In the feedback, the users suggested that slowing down the conversation and highlighting the introduced changes in the notebook would provide more insight into the AI agent’s thought process and solution. They also proposed making the agentic solution process more interactive so they have a way of interrupting or changing the actions suggested by the AI agent. Finally, they asked for a way to access the agent before any error has occurred.

Benefits of AI debugging: Looking forward

Finally, we compared the AI agent to the unaided human debugging process that comprised our dataset.
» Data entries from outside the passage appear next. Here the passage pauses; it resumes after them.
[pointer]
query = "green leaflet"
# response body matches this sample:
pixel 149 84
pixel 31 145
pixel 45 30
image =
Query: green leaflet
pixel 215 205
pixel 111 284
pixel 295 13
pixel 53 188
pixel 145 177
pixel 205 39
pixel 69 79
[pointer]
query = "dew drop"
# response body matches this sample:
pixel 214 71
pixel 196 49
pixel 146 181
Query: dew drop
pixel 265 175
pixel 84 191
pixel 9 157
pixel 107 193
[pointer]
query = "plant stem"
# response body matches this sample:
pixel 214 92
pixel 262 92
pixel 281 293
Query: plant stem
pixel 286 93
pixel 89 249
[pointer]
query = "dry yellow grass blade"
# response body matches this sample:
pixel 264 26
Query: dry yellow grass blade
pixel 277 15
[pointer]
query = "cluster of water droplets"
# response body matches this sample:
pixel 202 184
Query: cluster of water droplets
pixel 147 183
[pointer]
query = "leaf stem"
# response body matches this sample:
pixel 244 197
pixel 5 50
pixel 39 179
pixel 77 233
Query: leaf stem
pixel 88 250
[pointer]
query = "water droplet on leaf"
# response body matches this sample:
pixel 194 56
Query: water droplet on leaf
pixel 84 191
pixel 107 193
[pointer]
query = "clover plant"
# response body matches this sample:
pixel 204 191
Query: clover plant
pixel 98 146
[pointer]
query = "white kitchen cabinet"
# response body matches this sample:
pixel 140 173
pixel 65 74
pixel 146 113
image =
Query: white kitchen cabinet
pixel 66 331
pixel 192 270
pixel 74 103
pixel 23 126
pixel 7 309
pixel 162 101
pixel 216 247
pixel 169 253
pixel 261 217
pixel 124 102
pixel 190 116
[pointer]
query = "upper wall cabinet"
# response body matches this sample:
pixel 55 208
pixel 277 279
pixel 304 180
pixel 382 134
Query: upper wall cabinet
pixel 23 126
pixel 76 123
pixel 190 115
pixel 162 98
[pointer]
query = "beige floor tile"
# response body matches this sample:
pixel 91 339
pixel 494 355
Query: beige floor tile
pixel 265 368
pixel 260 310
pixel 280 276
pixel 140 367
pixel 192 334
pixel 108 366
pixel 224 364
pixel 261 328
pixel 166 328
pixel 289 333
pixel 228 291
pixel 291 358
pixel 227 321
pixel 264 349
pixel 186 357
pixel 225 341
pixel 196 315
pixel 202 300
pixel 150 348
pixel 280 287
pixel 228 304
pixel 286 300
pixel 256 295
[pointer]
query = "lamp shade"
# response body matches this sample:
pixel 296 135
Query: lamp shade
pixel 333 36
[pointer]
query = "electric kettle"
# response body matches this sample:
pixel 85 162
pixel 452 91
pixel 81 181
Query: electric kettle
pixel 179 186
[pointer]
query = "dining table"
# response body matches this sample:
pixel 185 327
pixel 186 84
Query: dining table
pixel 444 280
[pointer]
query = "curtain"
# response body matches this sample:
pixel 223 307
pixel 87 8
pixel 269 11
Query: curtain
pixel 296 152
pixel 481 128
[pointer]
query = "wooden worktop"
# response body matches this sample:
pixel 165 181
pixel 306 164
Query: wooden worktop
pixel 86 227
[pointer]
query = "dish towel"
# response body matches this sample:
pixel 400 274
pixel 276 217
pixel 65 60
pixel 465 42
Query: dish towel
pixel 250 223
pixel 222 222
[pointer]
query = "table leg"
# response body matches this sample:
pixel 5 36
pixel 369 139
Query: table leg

In this comparison, the agentic solution offers obvious benefits:

• Faster debugging: The AI agent typically fixed issues in under a minute, while humans took an average of 3.5 minutes and up to 20 minutes for more complex cases.
• Effectiveness for common small errors: The agent quickly resolved small bugs, like incorrect pandas functions or arguments.
• Insights into root causes: The agent highlighted and explained changes, which helped to identify root causes of and solutions for errors.

The main takeaways of the study for the agentic debugging research concern the areas of improvement:

• Reduced cost: One solution to the higher cost of the agentic approach could be history caching, which can reduce the number of request tokens used. 
• Increased user control: The study of user experience highlighted that users would prefer to have more control over the process, such as the option to call the agent before any error occurs. 

Building on top of this work, we will continue making Datalore smarter with AI-based features.